Khalid described how the drones restricted movement for fighters in the region: "They were restricted to one place most of the time: One place to eat, sleep, go to toilet and do everything."
Terror training on UK soil
Naseer and Khalid implemented the new al Qaeda strategy when they returned to the United Kingdom. Just days before their arrest on September 18, 2011, Naseer provided Ashik Ali, the third Birmingham man convicted Thursday, with hands-on instruction in how to make explosives.
According to expert witnesses consulted in the trial, Naseer had acquired the correct knowledge to teach recruits how to make viable bombs. The recordings suggested their planned attacks were still months away.
In one of the bugged conversations, Naseer is heard suggesting that the restrictions on training in Pakistan meant it was just as effective training recruits in the West.
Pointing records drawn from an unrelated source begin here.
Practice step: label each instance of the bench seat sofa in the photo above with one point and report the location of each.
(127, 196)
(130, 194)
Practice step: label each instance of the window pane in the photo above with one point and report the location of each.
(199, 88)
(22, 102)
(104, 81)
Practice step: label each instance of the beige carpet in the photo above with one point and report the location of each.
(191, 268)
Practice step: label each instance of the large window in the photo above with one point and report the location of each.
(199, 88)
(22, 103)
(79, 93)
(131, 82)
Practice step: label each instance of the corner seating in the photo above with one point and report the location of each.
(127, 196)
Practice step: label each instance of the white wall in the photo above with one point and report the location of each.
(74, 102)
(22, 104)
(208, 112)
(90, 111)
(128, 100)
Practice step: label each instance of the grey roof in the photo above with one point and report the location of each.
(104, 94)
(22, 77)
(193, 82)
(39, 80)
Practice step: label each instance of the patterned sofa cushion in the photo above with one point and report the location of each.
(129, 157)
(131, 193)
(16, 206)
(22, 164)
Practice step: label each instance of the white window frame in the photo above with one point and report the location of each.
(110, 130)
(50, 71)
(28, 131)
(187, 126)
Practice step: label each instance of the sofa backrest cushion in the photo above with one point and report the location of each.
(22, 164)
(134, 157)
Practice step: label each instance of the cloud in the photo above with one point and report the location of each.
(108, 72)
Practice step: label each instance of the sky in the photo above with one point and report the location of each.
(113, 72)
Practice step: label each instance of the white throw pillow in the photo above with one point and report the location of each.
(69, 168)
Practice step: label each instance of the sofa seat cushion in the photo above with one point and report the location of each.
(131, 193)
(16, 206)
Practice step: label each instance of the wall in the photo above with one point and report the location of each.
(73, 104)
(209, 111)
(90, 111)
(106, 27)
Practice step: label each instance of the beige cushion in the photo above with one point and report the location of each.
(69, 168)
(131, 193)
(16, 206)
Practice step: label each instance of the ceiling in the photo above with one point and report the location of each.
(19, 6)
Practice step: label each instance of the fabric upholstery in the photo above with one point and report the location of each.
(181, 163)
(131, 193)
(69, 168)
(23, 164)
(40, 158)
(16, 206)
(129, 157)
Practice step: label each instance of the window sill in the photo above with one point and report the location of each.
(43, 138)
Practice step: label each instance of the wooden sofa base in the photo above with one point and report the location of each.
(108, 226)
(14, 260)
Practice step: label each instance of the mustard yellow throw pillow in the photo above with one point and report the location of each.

"[In the tribal areas] you get bit of an experience in fighting -- but you know the rest of the stuff that could be taught -- they taught us in a room."
At one point, Naseer warned Ali that if he hit or rubbed the explosives in a certain way it could explode and potentially kill him; just one of the many lessons he passed on from his training in Waziristan.
In the days before their arrest, Naseer experimented and tinkered with potential bombmaking chemicals in a Birmingham apartment, including the chemicals inside sports injury cold packs. The recordings revealed that his instructors in Pakistan had taught him that ammonium nitrate- - a potentially high powered explosive -- could be extracted from such packs, demonstrating al Qaeda's continued inventiveness.
Pantucci told CNN the Birmingham case illustrated that despite intensified drone strikes in Pakistan, Western militants were still finding ways to connect with al Qaeda in the region, providing the terrorist groups opportunities to attack the West.
He said al Qaeda's new emphasis on training Westerners to in turn provide terrorist instruction in the West reflected the group's looser control over plots than just a few years ago.
Unlike the 7/7 bombers, and other recent terrorist conspiracies like a plot to attack Manchester in 2009, the Birmingham plotters do not appear to have been in touch with their handlers in Pakistan after returning to the United Kingdom.
Pantucci says the pressures on al Qaeda have resulted in a shift toward a new model of "fire and forget."
The March 2012 Toulouse terrorist shootings provided further evidence of looser control by al Qaeda of terrorist plots in the West. The perpetrator of the attack -- Mohammed Merah -- was encouraged by the group to return to France to launch an attack during a short stay in the tribal areas of Pakistan in September 2011 but planned every aspect of the operation himself, including which targets to strike.